Ian used to beat me. Like all the time. Not any more.
“Dude, it’s so cool that we got into golf together, but I didn’t want you to get THIS far ahead of me!” I’m paraphrasing, but he said something like that the last time we played South Whales as adults and I shot 75 to his low 90s.
I left Rappahannock, a county of 4,000 people, and Little Washington, a town of 150, to pursue higher education at Morehouse College — located in the heart of Atlanta. Culture shock anyone? I kind of forgot golf existed for the first two years. I was coming from a town of zero stoplights, to a city with lights shinning 24/7 everywhere I looked. A high school with 26 black kids, to the premier Historically Black College where I was surrounded by people that looked like me who expected excellence from the person to their left, right, back and front.

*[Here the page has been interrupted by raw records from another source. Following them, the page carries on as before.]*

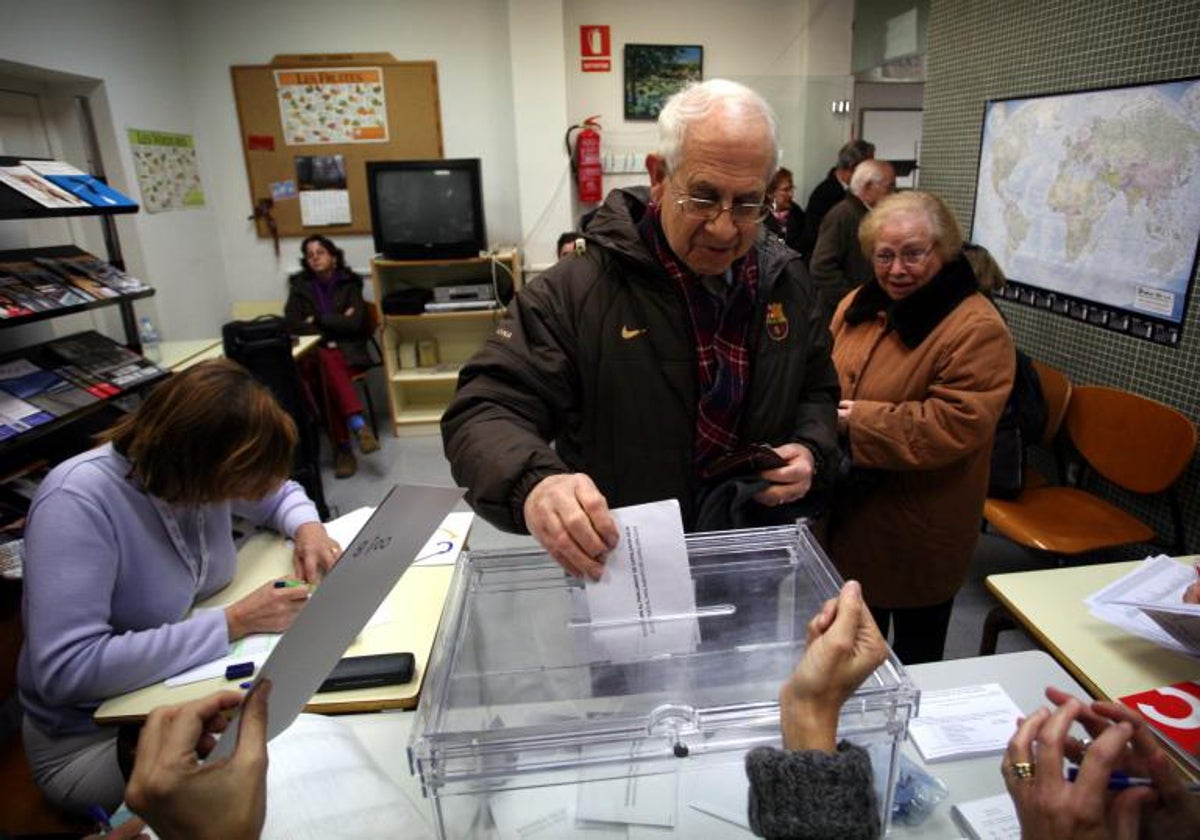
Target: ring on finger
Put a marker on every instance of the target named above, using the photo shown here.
(1021, 769)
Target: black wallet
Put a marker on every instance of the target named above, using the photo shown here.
(366, 672)
(749, 460)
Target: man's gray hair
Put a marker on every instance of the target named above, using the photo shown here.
(701, 100)
(867, 173)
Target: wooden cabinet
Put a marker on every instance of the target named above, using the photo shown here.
(424, 353)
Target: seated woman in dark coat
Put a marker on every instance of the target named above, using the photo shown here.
(325, 298)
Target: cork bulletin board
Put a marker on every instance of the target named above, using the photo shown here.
(310, 124)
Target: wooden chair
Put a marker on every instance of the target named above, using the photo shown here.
(360, 373)
(1132, 442)
(1129, 441)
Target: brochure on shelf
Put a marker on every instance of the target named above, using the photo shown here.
(79, 184)
(28, 183)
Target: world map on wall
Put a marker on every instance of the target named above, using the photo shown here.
(1096, 195)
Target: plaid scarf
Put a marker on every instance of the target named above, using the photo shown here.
(720, 325)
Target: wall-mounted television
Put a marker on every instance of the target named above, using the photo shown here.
(427, 209)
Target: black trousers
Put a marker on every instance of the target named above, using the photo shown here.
(918, 634)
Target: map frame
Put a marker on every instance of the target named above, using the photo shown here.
(1116, 305)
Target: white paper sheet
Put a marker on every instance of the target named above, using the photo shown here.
(1157, 585)
(345, 600)
(971, 720)
(645, 604)
(989, 819)
(633, 799)
(545, 814)
(322, 784)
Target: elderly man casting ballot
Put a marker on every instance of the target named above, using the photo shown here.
(683, 334)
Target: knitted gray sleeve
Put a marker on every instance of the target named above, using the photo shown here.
(808, 795)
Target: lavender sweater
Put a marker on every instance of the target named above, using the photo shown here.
(107, 592)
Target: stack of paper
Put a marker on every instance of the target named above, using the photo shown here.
(1149, 603)
(973, 720)
(989, 819)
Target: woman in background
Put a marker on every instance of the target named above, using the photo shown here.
(123, 540)
(925, 364)
(325, 299)
(786, 219)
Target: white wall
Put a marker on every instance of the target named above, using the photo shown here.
(796, 53)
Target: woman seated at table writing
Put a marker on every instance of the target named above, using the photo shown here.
(123, 540)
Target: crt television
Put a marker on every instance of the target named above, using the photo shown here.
(427, 209)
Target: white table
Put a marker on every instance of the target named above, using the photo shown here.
(1024, 676)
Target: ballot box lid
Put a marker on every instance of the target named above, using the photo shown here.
(523, 690)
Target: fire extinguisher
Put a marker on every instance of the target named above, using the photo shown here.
(586, 160)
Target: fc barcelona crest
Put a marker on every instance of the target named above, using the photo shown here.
(777, 322)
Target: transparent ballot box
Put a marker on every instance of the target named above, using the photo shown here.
(537, 723)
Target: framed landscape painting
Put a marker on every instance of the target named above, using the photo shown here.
(653, 72)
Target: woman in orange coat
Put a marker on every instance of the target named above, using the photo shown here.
(925, 364)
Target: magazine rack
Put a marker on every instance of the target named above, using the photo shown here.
(15, 205)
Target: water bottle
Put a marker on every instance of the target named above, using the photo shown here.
(149, 335)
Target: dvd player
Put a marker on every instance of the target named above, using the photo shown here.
(445, 294)
(460, 305)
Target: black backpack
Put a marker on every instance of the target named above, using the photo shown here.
(1020, 424)
(263, 347)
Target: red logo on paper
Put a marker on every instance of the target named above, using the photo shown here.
(594, 42)
(1174, 711)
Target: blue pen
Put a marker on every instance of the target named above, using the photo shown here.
(101, 819)
(1122, 781)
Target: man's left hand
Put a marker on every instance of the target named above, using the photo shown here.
(316, 552)
(789, 483)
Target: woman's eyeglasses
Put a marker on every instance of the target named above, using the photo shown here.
(909, 257)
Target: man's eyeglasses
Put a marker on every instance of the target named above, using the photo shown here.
(909, 257)
(709, 210)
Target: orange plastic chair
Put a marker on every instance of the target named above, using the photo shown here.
(1134, 443)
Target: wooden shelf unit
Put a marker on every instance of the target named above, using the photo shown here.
(417, 396)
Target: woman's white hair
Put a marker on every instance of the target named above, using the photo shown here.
(703, 99)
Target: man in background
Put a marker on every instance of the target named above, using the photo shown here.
(679, 336)
(832, 190)
(838, 262)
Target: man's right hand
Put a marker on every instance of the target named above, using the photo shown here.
(571, 521)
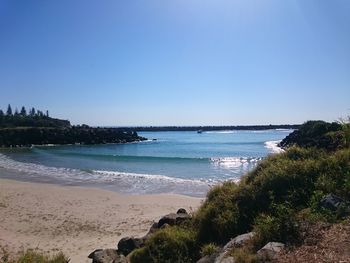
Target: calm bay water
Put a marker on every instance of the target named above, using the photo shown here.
(177, 162)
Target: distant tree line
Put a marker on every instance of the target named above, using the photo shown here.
(29, 118)
(27, 136)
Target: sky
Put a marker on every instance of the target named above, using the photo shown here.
(177, 62)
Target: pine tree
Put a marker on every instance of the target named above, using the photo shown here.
(9, 110)
(23, 111)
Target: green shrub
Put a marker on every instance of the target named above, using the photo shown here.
(33, 256)
(209, 249)
(243, 255)
(280, 226)
(172, 244)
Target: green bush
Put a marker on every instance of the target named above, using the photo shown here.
(209, 249)
(33, 256)
(271, 199)
(172, 244)
(280, 226)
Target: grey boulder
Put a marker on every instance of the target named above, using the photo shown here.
(270, 250)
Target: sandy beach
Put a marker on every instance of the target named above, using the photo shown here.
(77, 220)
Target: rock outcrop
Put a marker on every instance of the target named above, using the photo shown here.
(270, 250)
(127, 244)
(107, 256)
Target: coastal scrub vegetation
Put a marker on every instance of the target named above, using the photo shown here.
(30, 118)
(33, 256)
(274, 200)
(36, 128)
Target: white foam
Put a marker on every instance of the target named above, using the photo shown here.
(273, 146)
(114, 180)
(234, 162)
(223, 132)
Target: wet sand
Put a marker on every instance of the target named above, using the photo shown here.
(77, 220)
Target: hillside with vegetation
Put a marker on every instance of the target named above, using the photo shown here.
(20, 128)
(286, 198)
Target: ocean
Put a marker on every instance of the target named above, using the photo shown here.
(180, 162)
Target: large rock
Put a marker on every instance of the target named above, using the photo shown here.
(128, 244)
(174, 219)
(107, 256)
(236, 242)
(239, 241)
(270, 250)
(208, 259)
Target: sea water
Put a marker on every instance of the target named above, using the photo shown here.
(182, 162)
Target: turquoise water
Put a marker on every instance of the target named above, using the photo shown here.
(177, 162)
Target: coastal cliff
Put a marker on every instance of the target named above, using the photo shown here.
(282, 211)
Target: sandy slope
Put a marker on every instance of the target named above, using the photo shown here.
(77, 220)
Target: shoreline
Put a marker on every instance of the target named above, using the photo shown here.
(77, 220)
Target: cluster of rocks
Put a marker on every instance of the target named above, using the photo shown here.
(223, 256)
(127, 244)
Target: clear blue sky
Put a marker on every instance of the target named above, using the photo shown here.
(188, 62)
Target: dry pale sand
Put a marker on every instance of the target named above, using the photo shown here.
(77, 220)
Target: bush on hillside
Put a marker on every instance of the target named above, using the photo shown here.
(33, 256)
(171, 244)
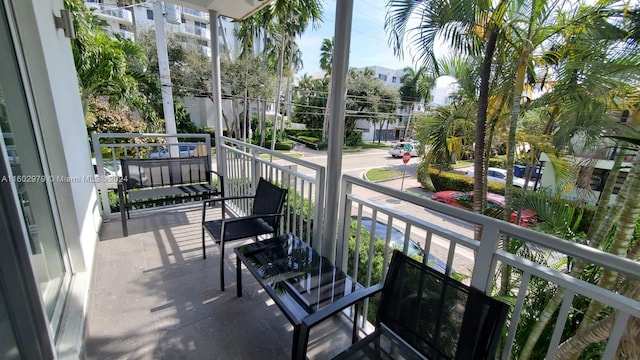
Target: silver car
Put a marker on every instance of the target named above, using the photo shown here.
(500, 175)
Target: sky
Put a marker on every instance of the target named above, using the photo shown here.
(369, 45)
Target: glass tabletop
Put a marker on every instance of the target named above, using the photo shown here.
(298, 279)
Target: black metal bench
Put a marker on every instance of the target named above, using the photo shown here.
(423, 314)
(162, 181)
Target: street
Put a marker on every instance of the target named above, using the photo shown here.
(356, 164)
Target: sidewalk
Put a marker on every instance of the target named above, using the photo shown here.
(410, 185)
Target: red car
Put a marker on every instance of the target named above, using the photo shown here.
(495, 205)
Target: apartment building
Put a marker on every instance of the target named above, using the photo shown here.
(181, 20)
(400, 128)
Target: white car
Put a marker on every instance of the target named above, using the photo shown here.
(500, 175)
(185, 151)
(398, 149)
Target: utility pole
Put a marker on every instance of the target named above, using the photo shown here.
(165, 79)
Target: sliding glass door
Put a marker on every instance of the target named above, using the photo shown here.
(28, 178)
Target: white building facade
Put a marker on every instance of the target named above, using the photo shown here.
(400, 129)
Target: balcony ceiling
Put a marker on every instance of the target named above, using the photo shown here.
(235, 9)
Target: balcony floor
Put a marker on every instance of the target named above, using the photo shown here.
(153, 296)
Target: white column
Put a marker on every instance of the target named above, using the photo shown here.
(216, 90)
(165, 78)
(340, 67)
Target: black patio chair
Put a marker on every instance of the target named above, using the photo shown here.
(423, 313)
(264, 219)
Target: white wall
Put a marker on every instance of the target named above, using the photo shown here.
(58, 111)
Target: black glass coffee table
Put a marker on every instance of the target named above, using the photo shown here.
(302, 283)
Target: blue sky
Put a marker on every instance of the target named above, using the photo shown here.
(369, 44)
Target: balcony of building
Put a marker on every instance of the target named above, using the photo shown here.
(154, 296)
(195, 15)
(195, 31)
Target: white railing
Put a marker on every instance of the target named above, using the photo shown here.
(246, 163)
(195, 30)
(109, 148)
(110, 11)
(195, 13)
(446, 233)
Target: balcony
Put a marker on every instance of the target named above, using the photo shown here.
(195, 14)
(154, 296)
(196, 31)
(111, 12)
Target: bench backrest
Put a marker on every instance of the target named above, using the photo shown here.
(269, 199)
(148, 173)
(437, 315)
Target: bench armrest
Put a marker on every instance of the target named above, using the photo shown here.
(227, 198)
(243, 218)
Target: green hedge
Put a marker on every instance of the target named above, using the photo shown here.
(445, 180)
(316, 133)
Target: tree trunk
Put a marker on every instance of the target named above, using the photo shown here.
(287, 94)
(263, 120)
(481, 126)
(279, 82)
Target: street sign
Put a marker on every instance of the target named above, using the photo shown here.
(405, 157)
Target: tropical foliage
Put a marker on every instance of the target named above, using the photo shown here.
(555, 76)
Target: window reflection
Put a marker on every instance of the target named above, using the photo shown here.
(32, 192)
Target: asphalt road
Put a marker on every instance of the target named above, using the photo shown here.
(356, 164)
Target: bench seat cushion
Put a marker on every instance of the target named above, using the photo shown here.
(173, 191)
(238, 230)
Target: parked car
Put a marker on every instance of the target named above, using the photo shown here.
(398, 149)
(495, 205)
(184, 151)
(397, 241)
(500, 175)
(110, 174)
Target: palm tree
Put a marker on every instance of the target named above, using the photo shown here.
(326, 61)
(107, 67)
(589, 77)
(465, 25)
(292, 17)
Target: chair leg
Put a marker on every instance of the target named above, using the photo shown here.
(221, 264)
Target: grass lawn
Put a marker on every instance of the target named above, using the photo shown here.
(462, 163)
(379, 174)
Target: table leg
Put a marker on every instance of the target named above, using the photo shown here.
(238, 277)
(294, 347)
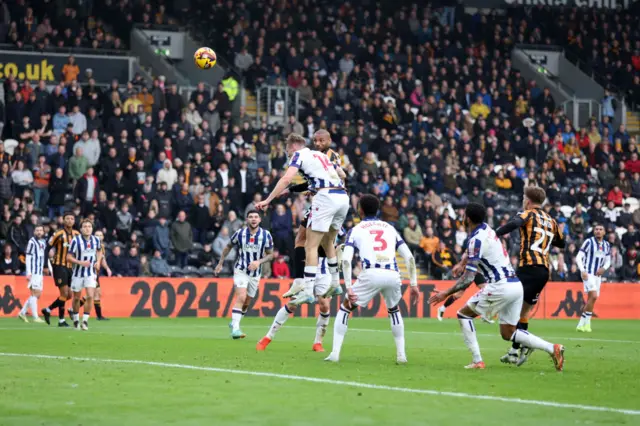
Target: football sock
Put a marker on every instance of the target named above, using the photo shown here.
(340, 329)
(309, 277)
(449, 301)
(236, 316)
(333, 270)
(469, 336)
(321, 326)
(397, 329)
(531, 341)
(34, 306)
(522, 325)
(281, 317)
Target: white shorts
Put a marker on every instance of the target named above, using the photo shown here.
(35, 282)
(592, 284)
(78, 283)
(329, 209)
(373, 281)
(503, 298)
(242, 280)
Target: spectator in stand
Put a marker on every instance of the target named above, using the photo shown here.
(181, 238)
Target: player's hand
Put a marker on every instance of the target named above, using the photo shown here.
(457, 270)
(353, 298)
(262, 205)
(439, 297)
(414, 296)
(218, 269)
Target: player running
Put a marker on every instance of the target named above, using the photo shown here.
(60, 242)
(97, 303)
(255, 247)
(323, 281)
(377, 242)
(85, 253)
(594, 258)
(502, 294)
(329, 208)
(35, 259)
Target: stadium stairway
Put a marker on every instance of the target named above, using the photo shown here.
(404, 270)
(633, 122)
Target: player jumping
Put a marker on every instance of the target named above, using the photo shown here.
(503, 293)
(329, 208)
(255, 247)
(85, 254)
(594, 258)
(377, 242)
(35, 259)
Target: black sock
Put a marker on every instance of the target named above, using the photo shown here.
(450, 301)
(521, 326)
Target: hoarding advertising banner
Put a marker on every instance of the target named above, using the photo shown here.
(213, 297)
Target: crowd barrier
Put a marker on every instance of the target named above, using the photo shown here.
(213, 297)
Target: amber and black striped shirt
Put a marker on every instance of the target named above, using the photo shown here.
(538, 232)
(60, 241)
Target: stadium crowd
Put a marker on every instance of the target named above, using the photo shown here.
(429, 115)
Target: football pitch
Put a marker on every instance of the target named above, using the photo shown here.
(190, 372)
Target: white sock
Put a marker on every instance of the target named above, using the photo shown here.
(34, 306)
(236, 316)
(281, 317)
(333, 270)
(26, 305)
(340, 329)
(531, 341)
(321, 326)
(469, 335)
(397, 328)
(309, 277)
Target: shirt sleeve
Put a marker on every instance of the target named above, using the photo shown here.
(296, 160)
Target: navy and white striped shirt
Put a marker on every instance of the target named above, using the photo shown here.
(35, 256)
(594, 255)
(251, 248)
(85, 249)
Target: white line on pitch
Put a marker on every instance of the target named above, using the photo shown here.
(336, 382)
(368, 330)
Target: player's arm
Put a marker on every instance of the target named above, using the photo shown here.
(406, 254)
(512, 225)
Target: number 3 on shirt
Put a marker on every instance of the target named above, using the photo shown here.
(381, 244)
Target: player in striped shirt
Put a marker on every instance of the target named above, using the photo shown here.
(35, 261)
(255, 247)
(594, 258)
(84, 253)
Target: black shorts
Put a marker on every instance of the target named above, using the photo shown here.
(533, 279)
(61, 276)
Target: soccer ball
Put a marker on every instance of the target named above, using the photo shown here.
(205, 58)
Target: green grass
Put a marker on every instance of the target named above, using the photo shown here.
(601, 370)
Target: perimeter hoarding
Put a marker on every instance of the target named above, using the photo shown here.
(45, 66)
(213, 297)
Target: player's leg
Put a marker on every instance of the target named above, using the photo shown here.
(465, 318)
(508, 301)
(90, 289)
(321, 323)
(392, 295)
(592, 288)
(281, 317)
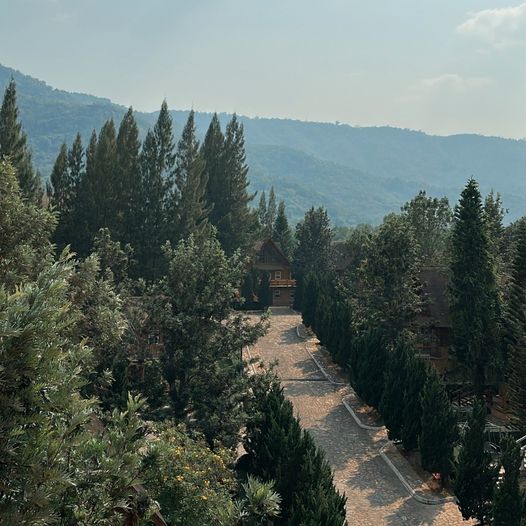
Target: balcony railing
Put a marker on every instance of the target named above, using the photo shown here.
(282, 283)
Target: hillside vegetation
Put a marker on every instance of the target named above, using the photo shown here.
(314, 163)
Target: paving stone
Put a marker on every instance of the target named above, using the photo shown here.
(375, 497)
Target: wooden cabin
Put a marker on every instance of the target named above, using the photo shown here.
(269, 258)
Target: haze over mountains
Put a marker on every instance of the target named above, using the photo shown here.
(359, 174)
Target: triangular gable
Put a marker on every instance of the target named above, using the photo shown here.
(261, 245)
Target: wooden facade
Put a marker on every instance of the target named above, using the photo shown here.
(270, 259)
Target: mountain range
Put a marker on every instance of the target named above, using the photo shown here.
(358, 173)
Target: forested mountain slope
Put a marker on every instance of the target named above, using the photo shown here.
(359, 174)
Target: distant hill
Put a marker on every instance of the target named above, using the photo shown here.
(359, 174)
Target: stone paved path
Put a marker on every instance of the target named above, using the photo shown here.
(375, 497)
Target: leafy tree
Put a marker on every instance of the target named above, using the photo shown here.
(203, 340)
(25, 232)
(508, 501)
(475, 476)
(474, 304)
(396, 382)
(439, 428)
(412, 402)
(41, 409)
(13, 145)
(282, 231)
(264, 291)
(189, 208)
(429, 219)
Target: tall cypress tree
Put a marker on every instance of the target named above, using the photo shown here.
(216, 192)
(272, 212)
(508, 502)
(13, 144)
(439, 428)
(188, 206)
(474, 300)
(515, 333)
(412, 402)
(282, 231)
(475, 476)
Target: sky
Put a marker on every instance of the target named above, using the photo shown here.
(443, 67)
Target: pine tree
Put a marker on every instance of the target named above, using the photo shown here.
(439, 428)
(262, 215)
(271, 214)
(282, 231)
(213, 154)
(25, 232)
(396, 382)
(508, 501)
(475, 476)
(188, 206)
(474, 300)
(237, 228)
(63, 189)
(13, 145)
(412, 406)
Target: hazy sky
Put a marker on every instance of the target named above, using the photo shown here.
(442, 66)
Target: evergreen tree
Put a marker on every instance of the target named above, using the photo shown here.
(412, 402)
(237, 228)
(516, 330)
(475, 476)
(439, 428)
(312, 252)
(128, 183)
(25, 232)
(474, 303)
(262, 215)
(282, 231)
(280, 451)
(508, 502)
(62, 191)
(429, 219)
(13, 145)
(271, 214)
(189, 208)
(213, 154)
(396, 382)
(387, 294)
(202, 362)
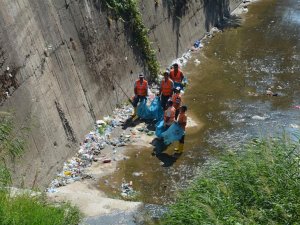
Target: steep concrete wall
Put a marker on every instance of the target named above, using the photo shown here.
(67, 58)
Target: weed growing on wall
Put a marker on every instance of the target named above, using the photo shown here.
(261, 185)
(24, 209)
(128, 11)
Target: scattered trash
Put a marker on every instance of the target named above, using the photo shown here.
(174, 133)
(259, 117)
(137, 174)
(127, 190)
(106, 160)
(197, 62)
(295, 126)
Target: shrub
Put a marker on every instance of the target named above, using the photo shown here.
(260, 185)
(25, 209)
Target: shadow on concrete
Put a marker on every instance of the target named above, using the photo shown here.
(176, 10)
(214, 12)
(233, 21)
(158, 151)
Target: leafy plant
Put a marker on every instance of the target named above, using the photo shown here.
(261, 185)
(127, 10)
(24, 209)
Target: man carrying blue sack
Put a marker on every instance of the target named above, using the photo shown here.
(182, 121)
(140, 92)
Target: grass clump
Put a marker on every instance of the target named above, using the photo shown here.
(258, 186)
(128, 11)
(24, 209)
(28, 210)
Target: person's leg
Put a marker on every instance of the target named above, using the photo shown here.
(176, 114)
(134, 103)
(163, 101)
(181, 144)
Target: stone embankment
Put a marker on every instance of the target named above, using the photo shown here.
(66, 63)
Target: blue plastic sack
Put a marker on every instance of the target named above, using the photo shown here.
(159, 128)
(153, 112)
(156, 110)
(174, 133)
(143, 110)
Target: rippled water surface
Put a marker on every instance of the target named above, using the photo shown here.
(227, 95)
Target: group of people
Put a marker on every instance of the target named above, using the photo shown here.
(170, 99)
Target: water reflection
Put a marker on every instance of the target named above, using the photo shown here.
(227, 94)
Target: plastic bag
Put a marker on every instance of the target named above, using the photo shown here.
(159, 128)
(174, 133)
(152, 112)
(143, 110)
(156, 110)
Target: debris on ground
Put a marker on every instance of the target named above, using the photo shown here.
(127, 190)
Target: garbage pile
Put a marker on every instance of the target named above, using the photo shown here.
(94, 142)
(127, 190)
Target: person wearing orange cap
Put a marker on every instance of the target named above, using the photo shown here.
(182, 121)
(169, 115)
(176, 98)
(140, 92)
(165, 90)
(176, 75)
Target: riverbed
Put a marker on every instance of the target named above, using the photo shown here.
(246, 86)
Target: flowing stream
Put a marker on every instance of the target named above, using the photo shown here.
(227, 97)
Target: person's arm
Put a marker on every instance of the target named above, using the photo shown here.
(182, 76)
(168, 116)
(147, 89)
(160, 88)
(135, 91)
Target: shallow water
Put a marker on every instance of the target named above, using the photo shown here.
(227, 95)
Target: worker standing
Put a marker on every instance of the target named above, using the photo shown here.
(176, 98)
(182, 121)
(166, 90)
(169, 115)
(177, 76)
(140, 92)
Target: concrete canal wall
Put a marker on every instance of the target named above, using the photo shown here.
(64, 57)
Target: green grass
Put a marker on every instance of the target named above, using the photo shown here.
(23, 209)
(261, 185)
(26, 210)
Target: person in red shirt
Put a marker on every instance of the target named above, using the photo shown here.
(182, 121)
(176, 98)
(140, 92)
(177, 76)
(165, 90)
(169, 115)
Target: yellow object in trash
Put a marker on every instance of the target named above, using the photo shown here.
(67, 173)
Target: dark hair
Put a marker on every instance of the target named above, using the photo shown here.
(170, 102)
(184, 108)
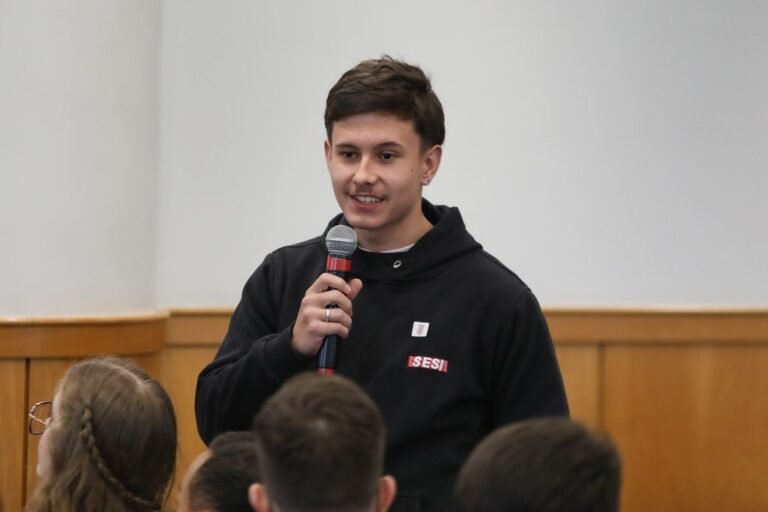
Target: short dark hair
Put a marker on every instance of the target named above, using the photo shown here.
(320, 444)
(221, 483)
(392, 86)
(541, 465)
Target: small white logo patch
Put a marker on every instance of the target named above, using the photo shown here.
(420, 329)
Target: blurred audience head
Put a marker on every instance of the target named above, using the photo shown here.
(218, 479)
(320, 442)
(541, 465)
(109, 441)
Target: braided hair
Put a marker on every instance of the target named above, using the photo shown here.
(112, 441)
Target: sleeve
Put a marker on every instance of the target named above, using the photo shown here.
(253, 361)
(527, 381)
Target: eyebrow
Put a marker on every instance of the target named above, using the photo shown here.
(382, 145)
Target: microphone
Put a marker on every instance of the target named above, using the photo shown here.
(341, 242)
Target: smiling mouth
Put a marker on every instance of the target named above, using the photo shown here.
(367, 199)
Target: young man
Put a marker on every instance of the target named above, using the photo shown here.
(448, 342)
(541, 465)
(320, 442)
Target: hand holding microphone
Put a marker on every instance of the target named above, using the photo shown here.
(316, 321)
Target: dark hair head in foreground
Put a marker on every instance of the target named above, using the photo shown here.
(541, 465)
(218, 480)
(320, 444)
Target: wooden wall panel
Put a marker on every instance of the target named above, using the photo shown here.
(691, 425)
(13, 425)
(181, 365)
(580, 366)
(44, 374)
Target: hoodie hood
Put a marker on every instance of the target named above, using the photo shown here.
(447, 241)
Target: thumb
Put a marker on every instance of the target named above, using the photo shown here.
(355, 285)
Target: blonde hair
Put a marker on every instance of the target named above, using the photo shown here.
(112, 445)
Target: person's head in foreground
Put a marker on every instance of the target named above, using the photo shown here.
(218, 479)
(109, 441)
(541, 465)
(320, 443)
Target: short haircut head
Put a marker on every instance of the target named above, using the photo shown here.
(542, 465)
(321, 445)
(389, 86)
(113, 442)
(221, 483)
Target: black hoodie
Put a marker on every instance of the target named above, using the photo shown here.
(449, 343)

The summer headed into my junior year, I got my own car. Game changer. I worked an internship in Arlington, Virginia at the NCUA (National Credit Union Association) and saved up for it. My only other expense that summer: A set of Burner Bubble irons to match the bag. Who cares that they had senior flex graphite shafts? I didn’t, mainly because I didn’t know any better at the time. I loaded the clubs into the back of my Mitsubishi Galant and drove back to Atlanta. I started to play again.
I was also working as caddie at Piedmont Driving Club and getting all kinds of golf advice from sage loopers with names like Robo and Michael Jackson (I still don’t know if that was his real name?). They hyped me up and in the spring, I tried out for the Morehouse Golf team.
I didn’t make it. But coach William “June Bug” Lewis was nice enough to let me hang around the John A. White facility to practice and hit balls.
I tried out again as a senior.
I didn’t make it.
Knowing what I know now, I’d like to say it had something to do with those senior flex graphite shafts. What is it that I know? That golfers love to blame anything or anyone but themselves. So, I’m sticking to it being an equipment issue.
I digress. To this day, I can still hear Coach Lewis, may his soul rest in peace, saying in his matter a factually tone: “Tony, you’re just not good enough.”
His straight-shooter personality was appreciated, and I learned something in that moment. It didn’t matter how good I was, I loved playing golf. I was never going to stop playing golf. Wherever life took me, my clubs would be there.
As now someone who’s called golf their profession for more than 18 years, I look back and can’t imagine where I’d be if I didn’t play. It’s taken me places I never could have dreamed of. Hawaii, Augusta, New York, Palm Beach, Mexico, Bandon Dunes and my home of Southern California. Collectively, I’ve spent about seven years working for TaylorMade Golf Company here in Carlsbad before venturing out my own to start IronQuill earlier this year. Yes, that old Burner staff bag motivated me to want, nay, need to work for them at some stage in my career. I’ve had other tenures at PGA Magazine and PGA of America Headquarters along the way, jump started by an initial boost from a PGA TOUR internship back in the fall of 2007.
Today, I’m a 7 handicap that loves teeing it up, and I can’t wait to until the next round.
Most importantly: Playing the game of golf, has allowed me to play the game of life.